2015 off to strong start
Given CX's hedge book and forward fuel purchases (typically six weeks' worth), the drop in jet fuel prices at the end of 2014 has only really started impacting in 1Q15. The impact was felt immediately at the associate company, Air China (CA), as it does not hedge its fuel requirements. However, since CX accounts for these contributions on a quarter lagged basis, the benefits of a strong 4Q15 at CA will only show up in CX's 1H15 numbers.
Excess capacity in the cargo industry, generally, combined with loss of modal share to sea and freight miniaturisation (especially in the IT industry), will hammer performance between end-2010 and June of last year. Since then, CX's freight loads have been their best in the past four years, rising over 5 pp YoY in February alone, with freight traffic up 24% YTD, almost twice the rate of APAC regional cargo demand growth.

The growth of passenger revenues will likely map CX's 8%+ ASK growth this year, as jet fuel surcharges are rolled back and as it continues to develop new long haul routes, which are affected by lead in fares and longer stage lengths. February YTD, CX passenger loads are ahead by 1 pp to 84%, with demand rising 9%, due to passenger growth most obvious between HKG and North Asia (especially Japan) and the US.

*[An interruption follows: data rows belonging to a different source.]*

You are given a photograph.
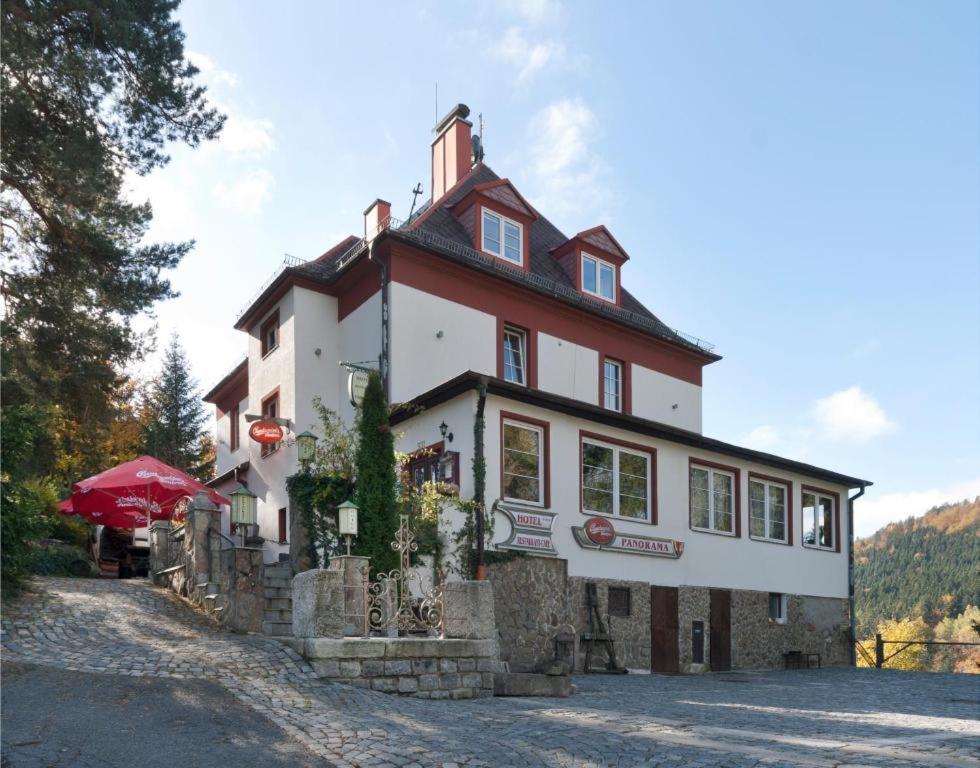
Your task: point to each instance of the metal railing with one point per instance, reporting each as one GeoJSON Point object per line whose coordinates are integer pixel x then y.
{"type": "Point", "coordinates": [880, 658]}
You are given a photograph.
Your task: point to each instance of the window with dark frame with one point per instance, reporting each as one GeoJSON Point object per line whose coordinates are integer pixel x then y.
{"type": "Point", "coordinates": [270, 409]}
{"type": "Point", "coordinates": [270, 333]}
{"type": "Point", "coordinates": [619, 601]}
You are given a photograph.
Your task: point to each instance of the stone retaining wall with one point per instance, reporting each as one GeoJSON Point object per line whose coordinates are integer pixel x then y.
{"type": "Point", "coordinates": [425, 668]}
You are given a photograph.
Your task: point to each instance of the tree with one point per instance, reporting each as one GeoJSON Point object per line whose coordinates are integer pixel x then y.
{"type": "Point", "coordinates": [377, 493]}
{"type": "Point", "coordinates": [176, 416]}
{"type": "Point", "coordinates": [91, 91]}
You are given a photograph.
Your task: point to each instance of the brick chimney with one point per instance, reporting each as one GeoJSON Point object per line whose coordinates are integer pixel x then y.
{"type": "Point", "coordinates": [376, 218]}
{"type": "Point", "coordinates": [451, 150]}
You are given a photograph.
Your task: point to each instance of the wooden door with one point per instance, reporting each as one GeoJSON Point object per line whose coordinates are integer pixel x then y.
{"type": "Point", "coordinates": [664, 651]}
{"type": "Point", "coordinates": [721, 630]}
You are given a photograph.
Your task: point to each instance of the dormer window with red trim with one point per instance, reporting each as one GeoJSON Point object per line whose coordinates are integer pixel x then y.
{"type": "Point", "coordinates": [598, 277]}
{"type": "Point", "coordinates": [502, 237]}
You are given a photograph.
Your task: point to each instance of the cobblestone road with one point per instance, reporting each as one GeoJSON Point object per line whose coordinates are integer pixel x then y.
{"type": "Point", "coordinates": [807, 718]}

CX's passenger fleet plan will see it concentrated around B773ERs, A350s, and A330 within two years, as all of its remaining A340s and B744s are retired. At the same time its freighter fleet will have completed its transition to 100% B748F. CX has no plans to change its fleet structure, given the low price of fuel and, if it were to reassess its fleet composition on this basis, it would probably only see older capacity retained in the freight division.